Former Mexican presidents Carlos Salinas de Gortari and Ernesto Zedillo allowed this problem to get worse and worse and allowed these cartels to get more sophisticated and powerful over time. The number one problem in Mexico today is corruption.

Corruption has allowed drug traffickers to elude authorities, and when some cartel leaders have been sent to prison, their stays have been short.

Some say that the recent violence may be an indication that the tide is turning against the cartels.

U.S. cooperation with Mexican authorities is at its best level ever. In the past decade, Mexico has begun extraditing drug cartel leaders to face punishment in the U.S. Authorities feel the violence is a sign of turmoil making the cartels vulnerable. The once-powerful Tijuana drug cartel, hit by high-level busts through out the years, is now said to be in disarray.

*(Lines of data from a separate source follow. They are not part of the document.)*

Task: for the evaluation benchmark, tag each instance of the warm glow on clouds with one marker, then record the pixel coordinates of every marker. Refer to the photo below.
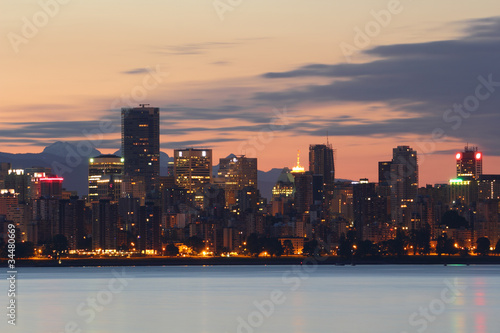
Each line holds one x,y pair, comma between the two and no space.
217,81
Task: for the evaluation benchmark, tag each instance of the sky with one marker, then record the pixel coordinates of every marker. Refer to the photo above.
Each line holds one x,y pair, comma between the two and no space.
258,77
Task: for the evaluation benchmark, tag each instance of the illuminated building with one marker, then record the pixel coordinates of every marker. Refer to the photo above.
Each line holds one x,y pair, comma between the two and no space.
303,192
141,148
489,187
4,171
51,187
321,162
106,223
193,170
237,173
469,163
462,190
285,185
17,180
404,184
298,168
105,177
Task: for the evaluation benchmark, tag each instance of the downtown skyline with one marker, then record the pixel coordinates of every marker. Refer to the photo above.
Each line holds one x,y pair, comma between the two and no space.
218,89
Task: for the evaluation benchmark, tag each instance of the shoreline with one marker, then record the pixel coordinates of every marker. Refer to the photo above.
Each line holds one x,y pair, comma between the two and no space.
239,261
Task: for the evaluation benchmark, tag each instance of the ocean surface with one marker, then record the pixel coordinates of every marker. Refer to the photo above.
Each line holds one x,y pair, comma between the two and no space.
272,299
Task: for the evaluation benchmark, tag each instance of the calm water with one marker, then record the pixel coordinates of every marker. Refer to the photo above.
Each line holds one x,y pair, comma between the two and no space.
257,299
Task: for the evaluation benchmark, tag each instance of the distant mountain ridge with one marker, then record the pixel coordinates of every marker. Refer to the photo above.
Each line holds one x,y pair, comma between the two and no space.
70,160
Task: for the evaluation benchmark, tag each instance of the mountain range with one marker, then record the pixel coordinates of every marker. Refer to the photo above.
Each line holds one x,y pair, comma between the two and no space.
70,161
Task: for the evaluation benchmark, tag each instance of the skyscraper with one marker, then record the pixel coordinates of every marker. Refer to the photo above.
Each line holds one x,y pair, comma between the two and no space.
404,184
141,146
237,173
193,170
321,162
469,163
105,177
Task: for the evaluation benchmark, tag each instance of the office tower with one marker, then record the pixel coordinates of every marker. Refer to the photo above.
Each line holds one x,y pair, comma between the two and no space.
303,192
51,187
298,168
404,184
489,187
469,163
237,173
105,177
4,171
148,238
72,221
17,180
321,163
106,225
34,175
364,201
285,185
141,148
193,169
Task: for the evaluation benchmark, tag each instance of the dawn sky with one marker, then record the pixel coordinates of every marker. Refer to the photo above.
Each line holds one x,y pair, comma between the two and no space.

At a border governors conference in Mexico City last week, Calderón asked that the U.S. do its part in the fight against organized crime and illegal gun trafficking.

“It is fundamental everyone comprehend that the narco-trafficking problem, which is the origin and the principal cause of the violence on the border, is fundamentally due to one clear fact: The American drug market is the largest market in the world,” Calderón said.

“It is a problem whose origin is the American consumer, but there are those who pretend that Mexico should confront and resolve it alone,” Calderón said in Spanish. “The battle in Mexico daily costs the lives of Mexican police; nevertheless, the majority of the consumers are Americans.”